我有一个DataFrame。它的两个专栏是' Medicine_ID'和' Counterfeit_Weight'。
对于' Medicine_ID'的每个值。 “假冒伪劣”中有NaN或固定值。柱。如何将此NaN值替换为' Medicine_ID'的特定值的相应固定值?
我的数据摘录:
train_data.loc [train_data [' Medicine_ID'] ==' IXN93']#为特定值' Medicine_ID'
答案 0 :(得分:2)
如果我的理解是正确的,您可以使用mode
数据输入
df=pd.DataFrame({'Medicine_ID':["A","B","C","D"],'Counterfeit_Weight':[999,2,np.nan,np.nan]})

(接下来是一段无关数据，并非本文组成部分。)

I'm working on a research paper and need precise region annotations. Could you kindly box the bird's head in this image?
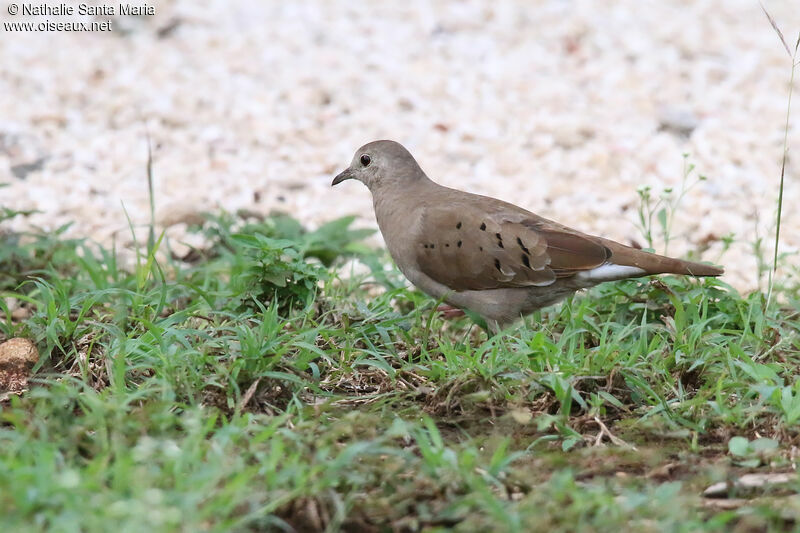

df1=pd.DataFrame({'Medicine_ID':["A","A","B","B","C","C","C","D","D","D"],'Counterfeit_Weight':[2,np.nan,2,np.nan,2,2,np.nan,1,1,2]})
解决方案
df1=df1.groupby('Medicine_ID')['Counterfeit_Weight'].apply(lambda x : x.mode()[0]).to_frame()
df=df.merge(df1,left_on='Medicine_ID',right_index=True)
df.Counterfeit_Weight_x.fillna(df.Counterfeit_Weight_y,inplace=True)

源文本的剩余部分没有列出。